Event Start
     
Event Time
2:00 pm
4122 CSIC Building

Spectral Problems in Inverse Scattering for Inhomogeneous Media

Prof. Fioralba Cakoni, Department of Mathematics, Rutgers University

 

The inverse scattering problem for inhomogeneous media amounts to inverting a locally compact nonlinear operator, thus presenting difficulties in arriving at a solution. Initial efforts to deal with the nonlinear and ill-posed nature of the inverse scattering problem focused on the use of nonlinear optimization methods. Although efficient in many situations, their use suffers from the need for strong a priori information in order to implement such an approach. In addition, recent advances in material science and nanostructure fabrications have introduced new exotic materials for which full reconstruction of the constitutive parameters from scattering data is challenging or even impossible.

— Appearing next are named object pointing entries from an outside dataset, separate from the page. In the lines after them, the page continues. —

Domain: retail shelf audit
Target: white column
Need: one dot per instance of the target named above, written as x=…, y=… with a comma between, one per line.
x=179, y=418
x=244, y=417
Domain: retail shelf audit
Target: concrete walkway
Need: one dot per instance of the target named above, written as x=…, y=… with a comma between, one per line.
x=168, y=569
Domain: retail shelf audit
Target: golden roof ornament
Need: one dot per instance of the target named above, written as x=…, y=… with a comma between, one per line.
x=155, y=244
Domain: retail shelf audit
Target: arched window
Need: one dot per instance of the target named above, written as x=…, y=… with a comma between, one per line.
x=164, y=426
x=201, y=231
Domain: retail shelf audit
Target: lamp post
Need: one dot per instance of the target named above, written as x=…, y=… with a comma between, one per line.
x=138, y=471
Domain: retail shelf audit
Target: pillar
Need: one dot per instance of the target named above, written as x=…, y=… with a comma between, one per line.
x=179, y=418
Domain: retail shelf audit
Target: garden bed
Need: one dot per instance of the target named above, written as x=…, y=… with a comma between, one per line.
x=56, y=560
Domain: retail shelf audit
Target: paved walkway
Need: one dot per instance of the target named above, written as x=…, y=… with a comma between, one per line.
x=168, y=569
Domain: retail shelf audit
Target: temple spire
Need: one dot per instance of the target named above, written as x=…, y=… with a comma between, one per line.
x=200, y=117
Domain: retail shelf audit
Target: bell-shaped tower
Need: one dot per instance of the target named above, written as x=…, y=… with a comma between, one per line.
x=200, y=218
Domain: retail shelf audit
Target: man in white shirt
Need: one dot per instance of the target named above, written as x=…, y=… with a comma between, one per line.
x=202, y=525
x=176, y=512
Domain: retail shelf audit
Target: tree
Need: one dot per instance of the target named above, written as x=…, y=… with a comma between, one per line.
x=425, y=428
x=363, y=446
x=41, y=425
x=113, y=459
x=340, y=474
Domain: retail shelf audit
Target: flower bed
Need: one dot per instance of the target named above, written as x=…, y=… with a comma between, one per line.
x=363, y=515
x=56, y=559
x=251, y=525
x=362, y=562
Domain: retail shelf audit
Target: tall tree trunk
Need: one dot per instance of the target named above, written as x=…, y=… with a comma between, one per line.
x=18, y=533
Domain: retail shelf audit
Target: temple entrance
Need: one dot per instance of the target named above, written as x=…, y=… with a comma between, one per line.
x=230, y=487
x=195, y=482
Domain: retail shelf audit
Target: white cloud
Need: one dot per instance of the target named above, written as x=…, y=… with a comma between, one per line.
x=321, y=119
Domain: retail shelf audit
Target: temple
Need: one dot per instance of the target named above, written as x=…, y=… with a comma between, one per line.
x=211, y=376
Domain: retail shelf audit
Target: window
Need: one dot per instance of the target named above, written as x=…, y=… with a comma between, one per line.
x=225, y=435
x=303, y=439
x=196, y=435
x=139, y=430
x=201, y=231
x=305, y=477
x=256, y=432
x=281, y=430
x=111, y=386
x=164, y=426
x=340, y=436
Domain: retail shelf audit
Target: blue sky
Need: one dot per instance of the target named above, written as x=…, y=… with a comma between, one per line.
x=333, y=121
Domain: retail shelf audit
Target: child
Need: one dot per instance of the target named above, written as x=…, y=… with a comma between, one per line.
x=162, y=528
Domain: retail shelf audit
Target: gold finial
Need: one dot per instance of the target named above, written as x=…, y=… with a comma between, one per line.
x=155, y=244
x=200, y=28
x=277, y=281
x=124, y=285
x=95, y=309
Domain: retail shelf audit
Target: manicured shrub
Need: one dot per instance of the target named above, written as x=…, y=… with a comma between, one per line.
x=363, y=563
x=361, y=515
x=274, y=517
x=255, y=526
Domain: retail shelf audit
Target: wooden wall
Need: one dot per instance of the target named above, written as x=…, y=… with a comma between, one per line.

In order to circumvent these difficulties, a recent trend in inverse scattering theory has focused on the development of  new methods, in which the amount of a priori information needed is drastically reduced but at the expense of obtaining only limited information of the scatterers. Such methods come under the general title of qualitative approach in inverse scattering theory; they yield mathematically justified and computationally simple reconstruction algorithms by investigating properties of the linear scattering  operator to decode non-linear information about the scattering object.  In this spirit, a possible approach is to exploit spectral properties of operators associated with scattering phenomena which carry essential information about the media. The identified  eigenvalues must satisfy two important properties: 1) can be determined from the scattering operator, and 2) are related to geometrical and physical properties of the media in an understandable way.        

In this talk we will discuss some old and new eigenvalue problems arising in scattering theory for inhomogeneous media.  We will present a two-fold discussion: on one hand relating the eigenvalues to the measurement operator (to address the first property) and on the other hand viewing them as the spectrum of appropriate (possibly non-self-adjoint) partial differential operators (to address the second property). Numerical examples will be presented to show what kind of  information these eigenvalues, and more generally the  qualitative approach,  yield  on the unknown inhomogeneity.